Para anticipar la cifra oficial de nóminas no agrícolas de este viernes, es imprescindible cruzar la información de las fuentes secundarias publicadas a lo largo del mes:
Nuevas peticiones de subsidio por desempleo: Las solicitudes semanales de subsidio por desempleo en Estados Unidos se mantienen estabilizadas en la zona de las 203.000 peticiones (frente a las 205.000 previstas), tras oscilar suavemente entre 199.000 y 209.000 a lo largo de agosto. Estos niveles tan bajos confirman que las empresas no están ejecutando despidos masivos, manteniendo un suelo firme para la ocupación general aunque con dudas sobre los remplazos que pueda generar progresivamente la inteligencia artificial.
Encuesta JOLTS de ofertas de empleo: La lectura más reciente de las ofertas de trabajo se situó en 7.271 millones, por debajo de la previsión del mercado (7.330 millones) y corrigiendo desde los 7.359 millones del mes previo. Esto evidencia que, si bien no hay despidos generalizados, la demanda bruta de nuevos trabajadores por parte de los contratantes continúa desacelerándose gradualmente.
Informes de empleo privado ADP: El dato del sector privado reflejó la creación de 38.000 puestos de trabajo en agosto, quedando por debajo de las 47.000 estimaciones y mostrando moderación frente a las 44.000 del periodo previo. ADP confirma una dinámica de contratación prudente por parte del tejido empresarial corporativo.
Tasa de desempleo: Se prevé que la tasa de desempleo de Estados Unidos se mantenga estable en el 4.1%, manteniendo la lectura de julio, un nivel históricamente bajo que respalda la narrativa del pleno empleo.
Los miembros del Comité Federal de Mercado Abierto (FOMC) han incrementado el tono estricto en sus intervenciones públicas recientes, orientando la atención de los analistas directamente hacia el dato laboral del viernes.
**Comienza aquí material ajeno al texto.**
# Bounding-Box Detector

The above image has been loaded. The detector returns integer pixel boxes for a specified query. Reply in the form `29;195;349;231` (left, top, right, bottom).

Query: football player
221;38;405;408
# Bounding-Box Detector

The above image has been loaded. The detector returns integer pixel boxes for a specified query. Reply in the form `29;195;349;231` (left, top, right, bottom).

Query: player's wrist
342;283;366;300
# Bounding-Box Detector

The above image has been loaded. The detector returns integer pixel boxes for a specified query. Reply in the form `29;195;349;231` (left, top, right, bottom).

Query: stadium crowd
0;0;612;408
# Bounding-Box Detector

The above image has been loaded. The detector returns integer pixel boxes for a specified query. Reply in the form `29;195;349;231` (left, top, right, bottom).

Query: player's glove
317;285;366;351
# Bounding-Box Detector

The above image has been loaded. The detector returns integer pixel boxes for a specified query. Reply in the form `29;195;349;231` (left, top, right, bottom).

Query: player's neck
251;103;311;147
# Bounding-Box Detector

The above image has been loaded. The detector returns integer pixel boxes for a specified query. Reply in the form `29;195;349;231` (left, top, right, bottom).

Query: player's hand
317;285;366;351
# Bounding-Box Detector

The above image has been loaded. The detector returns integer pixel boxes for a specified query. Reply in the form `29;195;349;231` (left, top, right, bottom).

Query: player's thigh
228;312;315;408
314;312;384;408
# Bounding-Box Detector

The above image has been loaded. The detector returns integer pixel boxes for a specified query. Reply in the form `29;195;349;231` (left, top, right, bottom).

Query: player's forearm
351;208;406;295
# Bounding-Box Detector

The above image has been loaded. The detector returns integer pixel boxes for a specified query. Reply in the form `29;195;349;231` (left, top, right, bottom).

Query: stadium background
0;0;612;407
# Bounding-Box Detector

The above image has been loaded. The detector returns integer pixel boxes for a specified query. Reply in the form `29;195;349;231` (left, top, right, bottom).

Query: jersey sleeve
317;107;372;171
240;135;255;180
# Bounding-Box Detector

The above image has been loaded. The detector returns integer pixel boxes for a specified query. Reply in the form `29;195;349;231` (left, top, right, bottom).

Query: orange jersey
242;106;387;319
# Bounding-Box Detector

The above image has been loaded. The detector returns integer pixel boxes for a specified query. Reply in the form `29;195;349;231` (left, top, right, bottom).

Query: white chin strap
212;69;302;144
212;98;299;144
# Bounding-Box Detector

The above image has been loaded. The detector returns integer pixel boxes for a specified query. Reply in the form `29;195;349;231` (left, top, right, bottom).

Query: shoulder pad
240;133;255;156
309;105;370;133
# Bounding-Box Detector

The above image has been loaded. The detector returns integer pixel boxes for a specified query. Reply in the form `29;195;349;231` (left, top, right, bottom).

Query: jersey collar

Kevin Warsh, presidente de la Reserva Federal, declaró enfáticamente que el objetivo del 2% del PCE es un objetivo firme y fijo, señalando que los mercados laborales actuales son totalmente consistentes con el pleno empleo. Warsh enfatizó que, si la inflación no se desacelera con la suficiente rapidez hacia la meta establecida, la institución tiene trabajo por hacer.
Del mismo modo, Michael Barr respaldó esta postura hawkish al advertir que la inflación continúa siendo demasiado alta. Barr matizó que, aunque prefiere mantener los tipos estables si los precios se moderan, si la inflación no cede pronto será el momento de considerar un nuevo incremento en los tipos de interés. A su vez, destacó la solidez del crecimiento económico impulse por la inversión en tecnología e inteligencia artificial.

Paralelamente, el escenario político suma presión. Desde la administración presidencial de Donald Trump se insiste con frecuencia en pedir tipos de interés más reducidos para amortiguar los costes financieros del consumo y la inversión empresarial. Sin embargo, la hoja de ruta de la Fed permanece guiada estricta y prioritariamente por su doble mandato de estabilidad de precios y máximo empleo.
De cara a la publicación del dato clave de las nóminas no agrícolas de este viernes (58.000 esperadas frente a -23.000 previas), podríamos contemplar dos escenarios principales:
Un rebote contundente respaldaría la visión de la Fed sobre la resistencia de la economía. Esto elevaría de forma inmediata la probabilidad de un endurecimiento o mantenimiento prolongado de la política monetaria en la reunión del FOMC, fortaleciendo al dólar estadounidense y ejerciendo presión a la baja sobre los índices bursátiles y los bonos del Tesoro.
Un dato débil confirmaría que la desaceleración observada en JOLTS y ADP se está trasladando a la economía real. En este caso, el mercado ajustaría a la baja el tono en las expectativas de subidas de tipos, ofreciendo un alivio temporal a la renta variable y depreciando al dólar o, por otro lado, alguna respuesta más guiada a la neutralidad.
El informe NFP del viernes podrá determinar la dirección del empleo en el corto plazo, así como aportará a los datos que la Reserva Federal necesita para calibrar el coste del dinero en los próximos meses.